Tongue lateralization is a complex oral motor skill that develops over time in children. Essentially it is the ability of the tongue to move side-to-side in the mouth. It typically begins between 8-12 months of age. This supports holding foods on molars for chewing, as well as cleaning food out from the inside of the cheeks or face. Tongue lateralization helps children safely manage meltable solids like puffs, as well as soft cubes like avocado, and progressing to soft mechanical foods like pasta or scrambled eggs.
How to help:
To assist lateralization of the tongue inside the teeth, try coating one side of the spoon bottom with crumbs of a puff and place the spoon towards that side of the mouth. Your child’s tongue will be more likely to gravitate towards that direction due to the increased texture and input. When your child can manage longer dissolvable crackers like THESE, guide them to place the cracker towards the sides of their mouth. Eventually see if they are able to move a small puff from the front of their tongue to their molars/gums to chew/munch. Listening for audible crunching gives some indication of their accuracy with this. Stay tuned for a future blog topic for more details about how to encourage external tongue lateralization, as well as lateralization to reach pockets between the gums and cheek.
As your child approaches the rotary chewing skill, you will see more open mouth up and down jaw movements while chewing. You’ll then begin to see more diagonal movements of their jaw as they chew. Eventually, with a rotary chew, you will notice that their jaw moves in a more circular pattern when chewing more difficult texture. Rotary chewing allows children to break through fibers in things like meats, fibrous fruits or vegetables (like oranges), and edible peels/skins of fruits. If your child has difficulty with this skill, they may chew food for extended periods, pocket the fibers of foods, or spit out fibers with the juice removed.
How to Help
First, ensure that your little one has rotation skills from a gross motor perspective. Oral motor skills follow gross motor, so ensure they are able to turn their trunk when sitting and cross midline during play. If they’re not, and even if they are inconsistently, encourage this during play! In general to promote rotary chew, we recommend strategically presenting and preparing foods. If they do not have lateralization, vertical chew, or diagonal chew in place, we need to start there.
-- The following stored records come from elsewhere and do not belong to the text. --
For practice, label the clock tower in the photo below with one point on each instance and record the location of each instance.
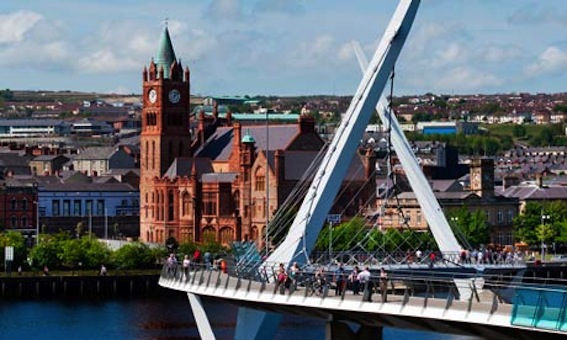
(165, 126)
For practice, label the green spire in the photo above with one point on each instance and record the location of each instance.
(166, 55)
(248, 138)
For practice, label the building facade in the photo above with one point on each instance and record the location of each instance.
(224, 182)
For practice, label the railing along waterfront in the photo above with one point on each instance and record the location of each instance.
(527, 305)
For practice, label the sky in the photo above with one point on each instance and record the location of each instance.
(283, 47)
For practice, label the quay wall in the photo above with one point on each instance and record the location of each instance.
(37, 287)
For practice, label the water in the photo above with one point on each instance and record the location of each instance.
(165, 317)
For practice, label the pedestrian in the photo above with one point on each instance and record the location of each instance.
(365, 280)
(339, 279)
(186, 264)
(102, 270)
(353, 279)
(384, 284)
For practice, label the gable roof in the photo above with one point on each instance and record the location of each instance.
(218, 147)
(182, 166)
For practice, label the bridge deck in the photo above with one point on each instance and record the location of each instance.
(406, 304)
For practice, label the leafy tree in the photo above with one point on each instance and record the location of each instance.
(473, 226)
(18, 241)
(519, 131)
(133, 255)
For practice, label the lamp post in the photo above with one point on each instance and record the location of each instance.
(543, 231)
(37, 222)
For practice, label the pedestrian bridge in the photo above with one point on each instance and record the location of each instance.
(410, 301)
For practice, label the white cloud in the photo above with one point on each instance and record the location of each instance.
(225, 9)
(106, 61)
(549, 61)
(14, 26)
(465, 78)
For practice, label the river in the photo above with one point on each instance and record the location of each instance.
(165, 317)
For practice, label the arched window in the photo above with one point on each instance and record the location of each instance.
(226, 236)
(254, 234)
(209, 234)
(147, 154)
(186, 204)
(170, 210)
(153, 154)
(236, 200)
(260, 180)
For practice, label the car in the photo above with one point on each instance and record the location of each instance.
(559, 258)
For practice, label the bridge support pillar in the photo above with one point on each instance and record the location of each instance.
(203, 324)
(253, 324)
(339, 330)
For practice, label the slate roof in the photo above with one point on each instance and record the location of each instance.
(182, 166)
(219, 177)
(219, 146)
(81, 187)
(297, 163)
(47, 158)
(99, 152)
(533, 192)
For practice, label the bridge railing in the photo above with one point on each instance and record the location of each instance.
(412, 258)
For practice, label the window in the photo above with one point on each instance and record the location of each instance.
(170, 212)
(209, 204)
(89, 207)
(55, 208)
(186, 204)
(100, 207)
(260, 178)
(77, 208)
(226, 236)
(66, 208)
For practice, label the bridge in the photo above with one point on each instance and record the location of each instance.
(414, 300)
(448, 296)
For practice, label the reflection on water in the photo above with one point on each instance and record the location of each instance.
(166, 317)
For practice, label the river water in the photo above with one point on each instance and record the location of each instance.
(165, 317)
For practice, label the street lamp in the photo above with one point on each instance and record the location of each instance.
(543, 231)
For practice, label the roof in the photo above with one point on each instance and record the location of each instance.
(48, 158)
(533, 192)
(219, 146)
(297, 163)
(166, 55)
(100, 152)
(182, 166)
(219, 177)
(81, 187)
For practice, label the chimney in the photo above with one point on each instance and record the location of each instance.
(306, 124)
(279, 164)
(539, 180)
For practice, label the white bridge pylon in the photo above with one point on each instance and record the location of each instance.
(310, 218)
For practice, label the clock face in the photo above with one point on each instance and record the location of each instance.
(174, 96)
(152, 96)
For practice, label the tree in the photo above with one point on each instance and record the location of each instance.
(519, 131)
(473, 226)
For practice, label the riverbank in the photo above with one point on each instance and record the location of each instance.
(81, 284)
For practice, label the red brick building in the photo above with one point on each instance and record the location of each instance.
(214, 185)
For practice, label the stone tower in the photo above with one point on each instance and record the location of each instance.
(165, 128)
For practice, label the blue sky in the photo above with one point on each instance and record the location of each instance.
(283, 47)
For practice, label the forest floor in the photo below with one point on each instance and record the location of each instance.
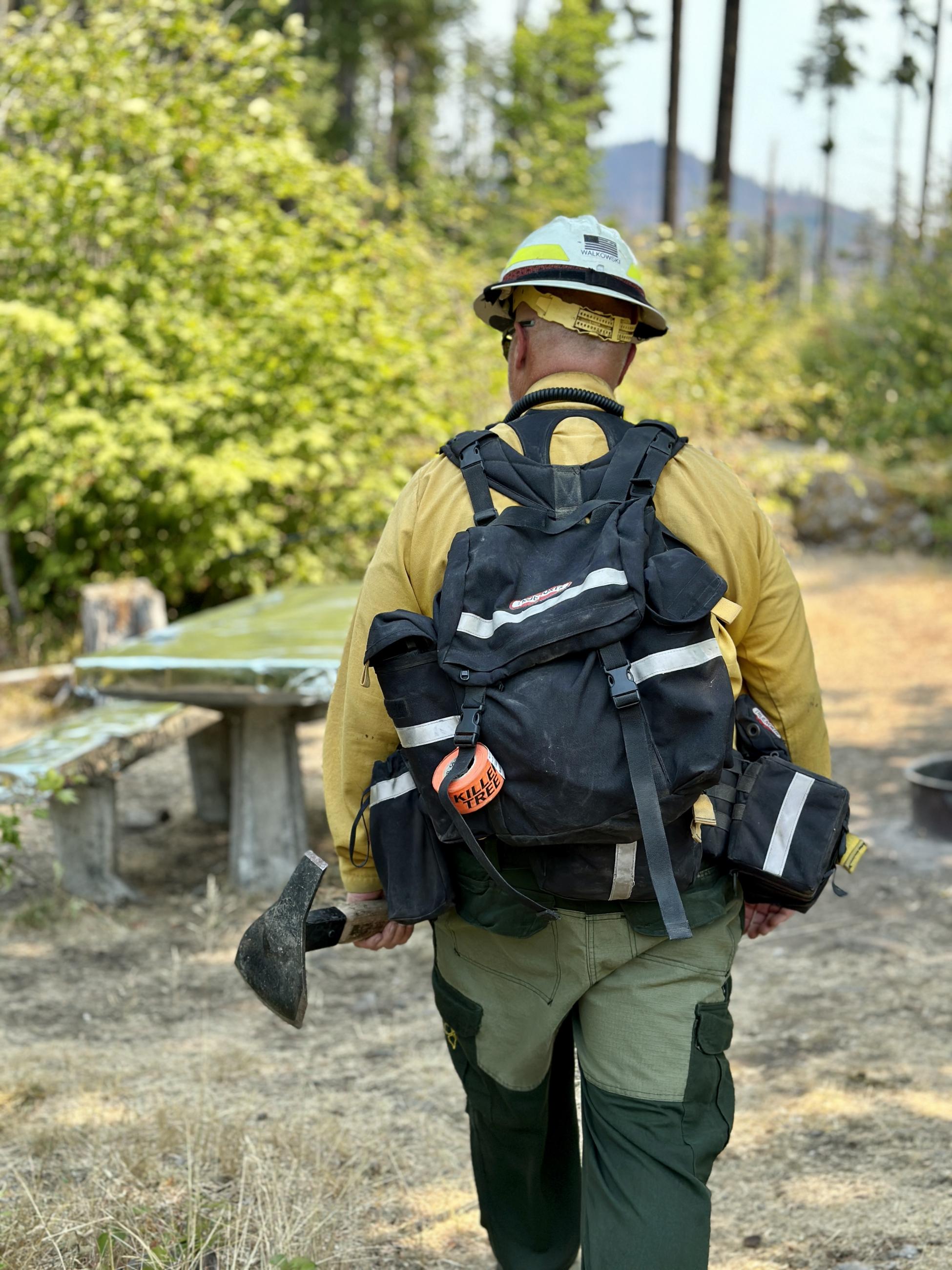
(154, 1114)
Try dissolvable stick shapes, like veggie straws or very thin pretzels and help them place the end right on their molars/ pre-molar gums. As they get the feedback from crunching, and crumbs start to touch their tongue, we can often trigger a diagonal or rotary chew. Presenting very very small pieces of meat or snack bars to that molar area can also help. Just make sure they are not going to immediately swallow these pieces, give no more than one at a time, and ensure they are small enough to not be chokeable.
We hope you found some valuable information regarding just some of the important milestones for oral and feeding skills. As always, this information is for general purposes and if your child has specific needs, please consult with a feeding specialist if there may be safety concerns.